←back to thread

Reasoning models reason well, until they don't

(arxiv.org)

214 points optimalsolver | 2 comments | 31 Oct 25 09:23 UTC | HN request time: 0.401s | source

1. kordlessagain ◴[31 Oct 25 13:03 UTC] No.45771531[source]▶

>>45769971 (OP) #

What specific reasoning capabilities matter for what real-world applications?

Nobody knows.

Moreover, nobody talks about that because it's boring and non-polarizing. Instead, supposedly smart people post stupid comments that prevent anyone from understanding this paper is worthless.

The paper is worthless because it has a click-bait title. Blog posts get voted down for that, why not this?

The implicit claim is worthless. Failure to navigate a synthetic graph == failure to solve real world problems. False.

Absolutely no connection to real world examples. Just losing the model in endless graphs.

replies(1): >>45775451 #

2. wavemode ◴[31 Oct 25 18:58 UTC] No.45775451[source]▶

>>45771531 (TP) #

> The implicit claim is worthless. Failure to navigate a synthetic graph == failure to solve real world problems. False.

This statement is the dictionary definition of attacking a strawman.
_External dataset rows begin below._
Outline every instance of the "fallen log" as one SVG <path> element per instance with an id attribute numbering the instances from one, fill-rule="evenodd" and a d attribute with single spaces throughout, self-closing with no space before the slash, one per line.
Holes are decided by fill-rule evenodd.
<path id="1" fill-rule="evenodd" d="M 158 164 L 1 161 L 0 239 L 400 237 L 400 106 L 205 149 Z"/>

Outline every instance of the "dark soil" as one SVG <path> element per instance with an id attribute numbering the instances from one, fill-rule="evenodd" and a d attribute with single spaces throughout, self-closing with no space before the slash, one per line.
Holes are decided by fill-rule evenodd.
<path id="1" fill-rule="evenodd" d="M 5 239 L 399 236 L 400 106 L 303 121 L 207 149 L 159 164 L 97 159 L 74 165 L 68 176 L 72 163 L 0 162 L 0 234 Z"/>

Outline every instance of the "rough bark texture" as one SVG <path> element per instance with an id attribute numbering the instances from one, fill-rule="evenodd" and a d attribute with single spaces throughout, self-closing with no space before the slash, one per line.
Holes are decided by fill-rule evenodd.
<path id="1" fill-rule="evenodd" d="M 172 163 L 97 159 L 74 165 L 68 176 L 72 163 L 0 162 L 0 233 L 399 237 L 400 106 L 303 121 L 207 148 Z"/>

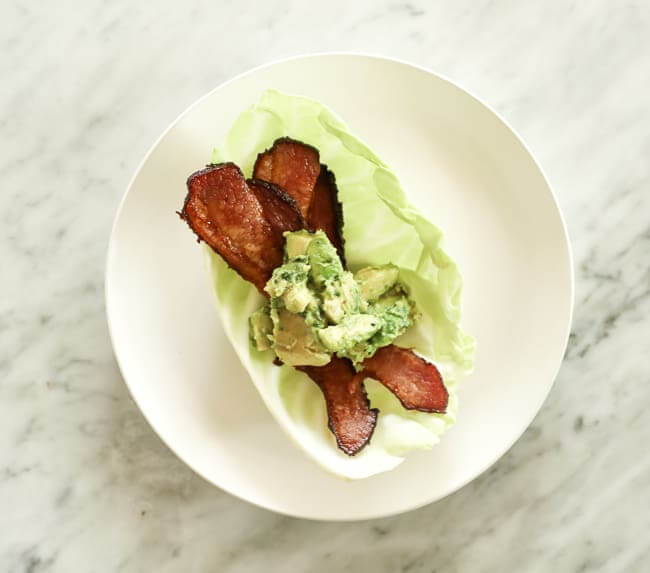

Every new model that is sold to us, is sold on the basis that it performs better than the old model on synthetic benchmarks. This paper presents a different benchmark that those same LLMs perform much worse on.

You can certainly criticize the methodology if the authors have erred in some way, but I'm not sure why it's hard to understand the relevance of the topic itself. If benchmarks are so worthless then go tell that to the LLM companies.